I’m not feeling the coconut note in this. What I’ve noticed with coconut notes is that there’s a couple kinds. The sweet type and the sour type. I encounter the sour type more often. Sometimes it’s loaded with sugar or vanilla which helps masks the sour. Case in point: Dare Me and Victoria’s Secret Coconut Craze. Then there’s the sweet coconut that isn’t as sour and has a nice sweet, wateriness to it. That one I swear I smelled in Creed’s Virgin Island Water. But then, it could all be the same coconut note for all I know and it’s just coming up strange in some fragrances but not in others.

Reviewed in This Post: Dare Me, 2010, Eau de Toilette.


Sarah Jessica Parker Covet

Covet is a fragrance with Sarah Jessica Parker’s name on it. She has other fragrances too, ones that I actually like more. Lovely is a pretty one. That new fragrance she has coming out seems worthwhile too. Covet never really drew me in as I heard its mid-stage can be somewhat intense. And now that I know why, I can safely say this isn’t for me. Covet

In Bottle: Soft, citrus, lavender floral with a touch of sweetness–almost licorice-like. Nice green, clean and kind of average smelling. I lower the bar for celebuscents as I really don’t expect these to break any new ground. I just expect them to smell pretty, agreeable and nice. And in the bottle, Covet smells pleasant.

Applied: Light, green aromatic floral. A little reminiscent of Spider Lily by India Hicks. Pleasant on application with a slight citrus note that layers and plays well with the greenness of the fragrance. The pleasant top notes last for a few minutes before Covet takes a turn for the sharp and chemical and powerful. After the initial pleasantries are through, Covet turns into a powerful bright green and lemon fragrance that’s more reminiscent of Versace Versense’s crazy powerful citrus than it is of Spider Lily now. Spider Lily had a boundary but Covet does not. It crashes through the boundaries and gives off wave after wave of too-strong lemon and sharpness. I don’t know what’s wrong with me but the citrus in this is really strong and entirely too overpowering. It’s trying to be sweet and sophisticated and pretty but that citrus is just so strong. Finally when Covet enters the dry down stage it mellows out just a little as that chemical green finally lets up and I can smell some sweetness.
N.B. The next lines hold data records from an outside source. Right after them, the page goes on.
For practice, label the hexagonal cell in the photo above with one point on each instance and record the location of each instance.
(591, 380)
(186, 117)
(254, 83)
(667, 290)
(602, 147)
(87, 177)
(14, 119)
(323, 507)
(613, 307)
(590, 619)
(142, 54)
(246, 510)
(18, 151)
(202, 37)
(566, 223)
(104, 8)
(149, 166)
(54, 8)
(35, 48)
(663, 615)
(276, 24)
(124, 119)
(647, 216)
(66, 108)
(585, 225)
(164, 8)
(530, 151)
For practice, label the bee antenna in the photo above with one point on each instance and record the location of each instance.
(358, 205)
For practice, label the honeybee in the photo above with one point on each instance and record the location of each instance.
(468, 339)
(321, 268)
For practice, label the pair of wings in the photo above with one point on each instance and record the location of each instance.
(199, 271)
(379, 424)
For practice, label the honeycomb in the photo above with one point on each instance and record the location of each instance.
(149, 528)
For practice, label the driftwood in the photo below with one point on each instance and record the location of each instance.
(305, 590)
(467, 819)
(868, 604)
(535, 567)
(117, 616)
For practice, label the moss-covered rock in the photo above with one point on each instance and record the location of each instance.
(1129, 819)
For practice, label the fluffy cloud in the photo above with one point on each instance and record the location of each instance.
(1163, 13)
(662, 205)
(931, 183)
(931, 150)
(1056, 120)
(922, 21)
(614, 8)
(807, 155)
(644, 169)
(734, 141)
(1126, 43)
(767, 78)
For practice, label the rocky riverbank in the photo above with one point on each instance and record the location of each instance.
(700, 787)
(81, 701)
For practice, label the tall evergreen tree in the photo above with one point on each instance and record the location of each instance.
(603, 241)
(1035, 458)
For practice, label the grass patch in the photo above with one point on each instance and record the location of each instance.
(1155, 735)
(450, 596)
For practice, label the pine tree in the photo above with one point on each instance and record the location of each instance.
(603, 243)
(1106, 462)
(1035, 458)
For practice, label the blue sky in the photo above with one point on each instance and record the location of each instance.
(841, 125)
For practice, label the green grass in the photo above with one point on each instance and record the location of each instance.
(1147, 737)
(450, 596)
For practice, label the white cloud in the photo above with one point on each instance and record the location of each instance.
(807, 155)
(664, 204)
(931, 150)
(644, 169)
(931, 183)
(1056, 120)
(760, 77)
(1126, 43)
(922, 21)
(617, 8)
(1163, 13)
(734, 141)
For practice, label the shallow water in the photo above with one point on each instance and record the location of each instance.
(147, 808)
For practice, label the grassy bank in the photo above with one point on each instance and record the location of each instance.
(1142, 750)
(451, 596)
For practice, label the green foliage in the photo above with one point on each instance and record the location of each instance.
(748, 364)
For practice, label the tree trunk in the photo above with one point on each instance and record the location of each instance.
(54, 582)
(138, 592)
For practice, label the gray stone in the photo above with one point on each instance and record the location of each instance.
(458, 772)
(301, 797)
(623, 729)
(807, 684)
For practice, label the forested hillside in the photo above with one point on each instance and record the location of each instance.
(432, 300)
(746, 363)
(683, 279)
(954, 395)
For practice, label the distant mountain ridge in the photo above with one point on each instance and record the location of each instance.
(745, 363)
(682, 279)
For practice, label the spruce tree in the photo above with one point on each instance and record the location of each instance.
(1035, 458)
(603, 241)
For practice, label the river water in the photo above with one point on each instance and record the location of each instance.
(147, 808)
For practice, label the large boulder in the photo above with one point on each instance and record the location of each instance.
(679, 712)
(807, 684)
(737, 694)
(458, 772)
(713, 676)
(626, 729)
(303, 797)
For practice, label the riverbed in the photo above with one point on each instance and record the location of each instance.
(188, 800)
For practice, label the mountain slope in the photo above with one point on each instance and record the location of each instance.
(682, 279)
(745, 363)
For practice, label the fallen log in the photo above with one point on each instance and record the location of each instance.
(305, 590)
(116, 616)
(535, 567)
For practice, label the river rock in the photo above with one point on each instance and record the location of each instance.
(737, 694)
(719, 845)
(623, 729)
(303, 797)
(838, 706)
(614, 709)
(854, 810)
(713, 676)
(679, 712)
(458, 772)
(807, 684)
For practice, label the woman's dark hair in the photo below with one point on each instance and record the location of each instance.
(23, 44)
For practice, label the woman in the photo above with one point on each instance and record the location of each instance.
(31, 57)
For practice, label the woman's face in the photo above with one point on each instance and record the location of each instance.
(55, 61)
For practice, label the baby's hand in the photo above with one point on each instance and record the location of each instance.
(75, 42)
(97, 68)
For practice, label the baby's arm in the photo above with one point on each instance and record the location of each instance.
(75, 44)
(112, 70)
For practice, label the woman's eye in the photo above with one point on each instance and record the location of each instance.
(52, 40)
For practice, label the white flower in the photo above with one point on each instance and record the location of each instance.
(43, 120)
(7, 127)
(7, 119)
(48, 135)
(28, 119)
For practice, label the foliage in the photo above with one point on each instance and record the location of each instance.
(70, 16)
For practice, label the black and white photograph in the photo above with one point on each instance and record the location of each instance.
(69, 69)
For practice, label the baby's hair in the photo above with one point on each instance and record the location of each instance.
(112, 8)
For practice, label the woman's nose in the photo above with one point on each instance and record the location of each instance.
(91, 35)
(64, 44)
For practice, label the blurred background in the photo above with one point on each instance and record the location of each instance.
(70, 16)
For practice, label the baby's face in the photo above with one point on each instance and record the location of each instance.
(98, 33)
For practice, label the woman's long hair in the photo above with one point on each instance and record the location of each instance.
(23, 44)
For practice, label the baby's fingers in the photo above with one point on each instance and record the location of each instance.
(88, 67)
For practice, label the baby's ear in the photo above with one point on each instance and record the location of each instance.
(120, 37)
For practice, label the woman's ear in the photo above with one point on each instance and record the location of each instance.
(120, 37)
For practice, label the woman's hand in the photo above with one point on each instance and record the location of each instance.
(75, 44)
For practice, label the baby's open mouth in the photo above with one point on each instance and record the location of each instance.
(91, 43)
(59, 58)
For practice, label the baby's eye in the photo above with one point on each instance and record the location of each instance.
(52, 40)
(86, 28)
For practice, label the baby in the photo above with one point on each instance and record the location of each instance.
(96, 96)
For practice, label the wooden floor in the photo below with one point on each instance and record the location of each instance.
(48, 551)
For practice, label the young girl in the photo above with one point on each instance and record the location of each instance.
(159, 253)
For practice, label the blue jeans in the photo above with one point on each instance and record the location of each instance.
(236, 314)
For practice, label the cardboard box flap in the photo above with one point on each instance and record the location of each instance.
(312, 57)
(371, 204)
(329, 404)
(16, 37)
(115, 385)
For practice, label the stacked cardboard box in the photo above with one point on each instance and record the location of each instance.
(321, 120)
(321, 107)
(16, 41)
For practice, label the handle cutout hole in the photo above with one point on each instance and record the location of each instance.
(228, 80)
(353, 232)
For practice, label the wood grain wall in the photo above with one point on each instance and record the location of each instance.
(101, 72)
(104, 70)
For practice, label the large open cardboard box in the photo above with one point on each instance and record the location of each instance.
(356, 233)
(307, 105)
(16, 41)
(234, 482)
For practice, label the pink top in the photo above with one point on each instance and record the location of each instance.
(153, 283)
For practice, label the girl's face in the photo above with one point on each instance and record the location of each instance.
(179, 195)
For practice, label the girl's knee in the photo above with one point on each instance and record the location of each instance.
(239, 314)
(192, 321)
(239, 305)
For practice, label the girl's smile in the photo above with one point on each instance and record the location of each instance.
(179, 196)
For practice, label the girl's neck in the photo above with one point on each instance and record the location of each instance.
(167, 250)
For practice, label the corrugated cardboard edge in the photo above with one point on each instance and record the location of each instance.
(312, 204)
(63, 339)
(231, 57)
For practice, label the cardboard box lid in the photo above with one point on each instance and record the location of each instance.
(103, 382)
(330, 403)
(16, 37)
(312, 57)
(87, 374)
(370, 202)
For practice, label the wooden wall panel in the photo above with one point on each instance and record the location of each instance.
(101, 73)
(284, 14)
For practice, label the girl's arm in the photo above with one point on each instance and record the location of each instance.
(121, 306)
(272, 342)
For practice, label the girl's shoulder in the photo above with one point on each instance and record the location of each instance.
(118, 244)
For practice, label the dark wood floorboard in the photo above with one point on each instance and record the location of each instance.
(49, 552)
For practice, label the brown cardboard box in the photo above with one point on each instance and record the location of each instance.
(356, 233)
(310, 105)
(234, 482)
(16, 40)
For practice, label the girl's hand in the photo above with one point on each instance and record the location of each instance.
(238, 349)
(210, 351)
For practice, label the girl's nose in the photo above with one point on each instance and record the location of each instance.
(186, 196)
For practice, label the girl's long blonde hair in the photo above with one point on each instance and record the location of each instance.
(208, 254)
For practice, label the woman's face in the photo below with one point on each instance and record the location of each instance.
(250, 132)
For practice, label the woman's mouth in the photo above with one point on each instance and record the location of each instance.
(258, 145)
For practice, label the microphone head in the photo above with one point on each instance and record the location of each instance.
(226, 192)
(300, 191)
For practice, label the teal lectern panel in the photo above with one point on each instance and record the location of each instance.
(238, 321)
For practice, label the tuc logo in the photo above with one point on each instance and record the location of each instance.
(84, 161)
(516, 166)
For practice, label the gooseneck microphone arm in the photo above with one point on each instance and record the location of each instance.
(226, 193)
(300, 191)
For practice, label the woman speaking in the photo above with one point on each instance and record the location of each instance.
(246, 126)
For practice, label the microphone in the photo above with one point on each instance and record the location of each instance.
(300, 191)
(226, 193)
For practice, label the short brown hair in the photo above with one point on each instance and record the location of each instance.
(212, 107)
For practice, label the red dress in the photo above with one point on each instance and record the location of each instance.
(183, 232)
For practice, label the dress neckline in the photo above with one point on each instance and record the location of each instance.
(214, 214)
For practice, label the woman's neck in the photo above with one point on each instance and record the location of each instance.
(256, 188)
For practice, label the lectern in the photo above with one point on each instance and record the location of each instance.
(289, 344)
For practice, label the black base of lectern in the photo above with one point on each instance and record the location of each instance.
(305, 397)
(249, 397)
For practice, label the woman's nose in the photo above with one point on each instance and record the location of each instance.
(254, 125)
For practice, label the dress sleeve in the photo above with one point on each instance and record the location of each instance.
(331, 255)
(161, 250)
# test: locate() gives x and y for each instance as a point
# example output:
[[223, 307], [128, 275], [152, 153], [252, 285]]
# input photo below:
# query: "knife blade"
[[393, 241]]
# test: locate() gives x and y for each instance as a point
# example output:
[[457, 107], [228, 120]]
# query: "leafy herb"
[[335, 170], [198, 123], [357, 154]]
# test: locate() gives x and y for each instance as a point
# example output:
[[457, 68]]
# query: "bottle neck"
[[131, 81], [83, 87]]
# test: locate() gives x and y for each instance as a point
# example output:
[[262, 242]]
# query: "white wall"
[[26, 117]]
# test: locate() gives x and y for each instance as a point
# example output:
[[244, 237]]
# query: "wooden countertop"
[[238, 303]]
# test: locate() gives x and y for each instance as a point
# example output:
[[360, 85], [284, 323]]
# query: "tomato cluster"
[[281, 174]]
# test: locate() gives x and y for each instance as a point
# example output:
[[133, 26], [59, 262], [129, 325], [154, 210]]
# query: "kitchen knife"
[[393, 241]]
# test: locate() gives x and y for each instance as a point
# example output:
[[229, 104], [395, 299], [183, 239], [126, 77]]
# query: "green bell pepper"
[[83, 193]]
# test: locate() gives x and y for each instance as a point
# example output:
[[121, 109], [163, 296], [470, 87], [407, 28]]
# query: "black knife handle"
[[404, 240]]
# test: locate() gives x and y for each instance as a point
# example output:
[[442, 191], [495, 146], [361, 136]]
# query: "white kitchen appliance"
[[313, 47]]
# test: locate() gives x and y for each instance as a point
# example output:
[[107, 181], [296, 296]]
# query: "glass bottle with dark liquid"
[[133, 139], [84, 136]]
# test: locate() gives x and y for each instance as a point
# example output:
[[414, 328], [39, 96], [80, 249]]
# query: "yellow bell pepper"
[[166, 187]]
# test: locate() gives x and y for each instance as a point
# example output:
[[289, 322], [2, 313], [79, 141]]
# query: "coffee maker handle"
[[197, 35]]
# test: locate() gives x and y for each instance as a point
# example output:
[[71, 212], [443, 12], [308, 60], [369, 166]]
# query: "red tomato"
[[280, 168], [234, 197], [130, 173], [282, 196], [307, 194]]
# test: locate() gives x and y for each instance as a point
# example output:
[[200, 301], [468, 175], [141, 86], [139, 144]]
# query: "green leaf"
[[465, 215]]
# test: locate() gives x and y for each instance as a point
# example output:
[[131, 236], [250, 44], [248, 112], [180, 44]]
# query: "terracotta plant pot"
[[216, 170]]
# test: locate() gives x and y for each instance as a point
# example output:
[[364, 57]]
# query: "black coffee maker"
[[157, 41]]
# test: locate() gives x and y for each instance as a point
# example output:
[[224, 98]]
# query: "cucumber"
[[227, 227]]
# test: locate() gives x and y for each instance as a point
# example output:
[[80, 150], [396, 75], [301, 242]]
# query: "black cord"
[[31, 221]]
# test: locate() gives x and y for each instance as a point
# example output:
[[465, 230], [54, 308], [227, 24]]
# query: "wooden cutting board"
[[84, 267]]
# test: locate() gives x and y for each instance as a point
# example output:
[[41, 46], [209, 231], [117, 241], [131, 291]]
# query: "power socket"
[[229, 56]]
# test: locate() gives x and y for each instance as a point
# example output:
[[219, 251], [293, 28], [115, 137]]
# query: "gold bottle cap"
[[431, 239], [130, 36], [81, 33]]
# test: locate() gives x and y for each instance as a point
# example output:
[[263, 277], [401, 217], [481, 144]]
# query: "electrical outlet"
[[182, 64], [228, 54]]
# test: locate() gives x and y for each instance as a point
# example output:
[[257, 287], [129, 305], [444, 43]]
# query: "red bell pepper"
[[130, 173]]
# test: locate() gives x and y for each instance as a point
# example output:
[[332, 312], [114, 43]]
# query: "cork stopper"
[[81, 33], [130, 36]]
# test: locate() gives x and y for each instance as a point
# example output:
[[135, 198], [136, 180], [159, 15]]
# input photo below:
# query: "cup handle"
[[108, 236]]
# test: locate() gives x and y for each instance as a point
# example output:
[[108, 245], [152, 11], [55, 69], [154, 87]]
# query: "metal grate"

Extra: I don’t know if this is just my experience or if a small swathe of people out there who also experienced this overpowering green lemon monster mid-stage just have really awkward skin chemistry but we do exist and Covet should be tested prior to purchase. Or you might experience what I did and just be thoroughly perplexed.

Design: It’s a cute bottle, little cap is a plastic flower petal ring type thing. It’s easy enough to hold and the design is not over the top. I have to agree with Tania Sanchez and what she said about this bottle in, Perfumes, The A-Z Guide, “The bottle looks like a Super Mario power-up”. It really does.

Fragrance Family: Citrus Floral

Notes: Geranium leaves, lemon, honeysuckle, lavender, lemon, amber.

I suspect one of those lemons–maybe both of them–are causing this sharp over-green explosion every time I try to enjoy a citrus-based fragrance. One of these days I’ll figure it out.

Reviewed in This Post: Covet, 2008, Eau de Parfum.